Systematic collection means defining scope before collection starts. Which competitors. Which products or pages. Which data points to capture. What cadence. The methodology doesn't have to be complex, but it has to exist, and it has to be consistent across collection cycles.
The SiteScoop extension fits into this as the collection tool: navigate to a defined set of pages, extract structured data (product names, prices, descriptions, whatever the page contains), export to a spreadsheet. The methodology lives in which pages are visited and in what order, not in the tool itself. The tool just makes the collection fast enough that following the methodology consistently becomes realistic rather than aspirational.
Why web data gets underweighted in research projects
Research methodology has institutional momentum. The methods taught in market research programs, validated by decades of practice, and familiar to clients are surveys and interviews. Web data collection doesn't have the same methodological tradition behind it, which means it can feel less rigorous even when the data is more current and more directly relevant to the question.
There's also a skills gap. Surveys have vendors. Web data collection, done properly, requires someone who knows which pages to visit and how to collect from them systematically. At the enterprise level, that often means a data engineering team. At the mid-market level, it often means nobody - because the skills are assumed to sit in a team that doesn't exist.

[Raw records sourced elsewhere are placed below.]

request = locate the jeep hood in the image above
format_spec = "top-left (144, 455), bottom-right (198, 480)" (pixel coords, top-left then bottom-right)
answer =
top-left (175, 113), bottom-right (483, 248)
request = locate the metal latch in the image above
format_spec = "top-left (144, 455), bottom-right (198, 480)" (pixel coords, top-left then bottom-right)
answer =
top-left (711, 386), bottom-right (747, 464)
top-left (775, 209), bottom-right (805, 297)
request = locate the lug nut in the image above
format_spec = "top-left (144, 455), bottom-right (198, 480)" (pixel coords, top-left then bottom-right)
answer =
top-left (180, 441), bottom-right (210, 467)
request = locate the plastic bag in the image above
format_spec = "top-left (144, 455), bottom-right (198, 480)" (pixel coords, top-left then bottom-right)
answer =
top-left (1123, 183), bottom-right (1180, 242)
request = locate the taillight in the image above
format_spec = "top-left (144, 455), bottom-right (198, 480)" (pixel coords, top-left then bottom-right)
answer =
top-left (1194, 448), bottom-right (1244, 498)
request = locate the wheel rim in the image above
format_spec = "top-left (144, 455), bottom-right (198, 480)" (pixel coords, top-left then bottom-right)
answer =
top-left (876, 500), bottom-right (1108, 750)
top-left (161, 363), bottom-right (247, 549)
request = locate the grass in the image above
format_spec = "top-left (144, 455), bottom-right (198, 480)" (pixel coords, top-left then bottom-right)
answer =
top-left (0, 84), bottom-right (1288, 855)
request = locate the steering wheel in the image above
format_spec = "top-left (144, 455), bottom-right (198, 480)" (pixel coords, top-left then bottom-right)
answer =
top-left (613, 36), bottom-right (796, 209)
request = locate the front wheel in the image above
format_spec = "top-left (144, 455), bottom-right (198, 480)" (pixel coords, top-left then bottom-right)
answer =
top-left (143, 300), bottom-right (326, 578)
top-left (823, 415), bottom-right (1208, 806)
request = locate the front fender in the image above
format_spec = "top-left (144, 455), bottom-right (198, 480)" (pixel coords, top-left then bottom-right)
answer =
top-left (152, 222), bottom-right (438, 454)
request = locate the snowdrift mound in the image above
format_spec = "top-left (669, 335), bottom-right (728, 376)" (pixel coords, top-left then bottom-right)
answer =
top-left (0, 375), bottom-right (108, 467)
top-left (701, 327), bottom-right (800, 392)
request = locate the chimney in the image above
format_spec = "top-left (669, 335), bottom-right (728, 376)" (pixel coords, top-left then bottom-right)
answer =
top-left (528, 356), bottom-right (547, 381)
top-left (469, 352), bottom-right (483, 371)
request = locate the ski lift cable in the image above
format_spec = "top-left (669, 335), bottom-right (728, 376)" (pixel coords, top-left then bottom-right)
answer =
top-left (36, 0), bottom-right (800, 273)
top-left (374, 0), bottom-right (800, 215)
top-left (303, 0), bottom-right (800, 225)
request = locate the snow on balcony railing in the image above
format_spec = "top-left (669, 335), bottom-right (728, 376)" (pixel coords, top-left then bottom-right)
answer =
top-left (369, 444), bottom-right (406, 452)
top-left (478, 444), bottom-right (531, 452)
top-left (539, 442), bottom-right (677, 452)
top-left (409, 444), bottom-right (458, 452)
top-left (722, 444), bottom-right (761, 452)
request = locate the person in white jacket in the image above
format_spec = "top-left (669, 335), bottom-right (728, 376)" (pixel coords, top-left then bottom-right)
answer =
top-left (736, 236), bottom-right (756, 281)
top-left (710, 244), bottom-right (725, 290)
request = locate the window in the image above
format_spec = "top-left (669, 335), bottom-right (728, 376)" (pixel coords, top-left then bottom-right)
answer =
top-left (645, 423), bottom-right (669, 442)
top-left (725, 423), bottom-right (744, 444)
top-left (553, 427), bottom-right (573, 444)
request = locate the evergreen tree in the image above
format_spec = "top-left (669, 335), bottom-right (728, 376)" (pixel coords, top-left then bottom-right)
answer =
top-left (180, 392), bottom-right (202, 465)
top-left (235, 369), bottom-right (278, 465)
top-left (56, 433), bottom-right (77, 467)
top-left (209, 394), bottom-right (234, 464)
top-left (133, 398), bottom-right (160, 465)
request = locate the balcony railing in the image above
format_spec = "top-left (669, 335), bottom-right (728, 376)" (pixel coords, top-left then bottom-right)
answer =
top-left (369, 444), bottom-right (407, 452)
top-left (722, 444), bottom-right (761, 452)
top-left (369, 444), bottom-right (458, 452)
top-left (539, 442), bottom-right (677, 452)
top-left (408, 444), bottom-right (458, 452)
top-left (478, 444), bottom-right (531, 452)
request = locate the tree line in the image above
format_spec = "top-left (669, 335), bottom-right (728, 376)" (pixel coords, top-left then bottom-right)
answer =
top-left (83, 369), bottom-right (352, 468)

Browser-based extraction tools have changed this, at least for the structured research tasks that don't require engineering involvement. No-code web scraping tools let a researcher define their own collection scope and run it themselves, without depending on technical infrastructure or waiting for IT availability.
What that makes possible is a style of research that treats live web data as a first-class input alongside survey data, not a supplementary background source. The competitor analysis that used to be an impression ("we think we're priced about right, relative to the market") becomes a dataset ("here's what the market actually charges, collected last Tuesday, with three months of historical data behind it").
The data was always there. The question was whether anyone was collecting it in a form that made it usable.
Most of the time, they weren't. That's the gap.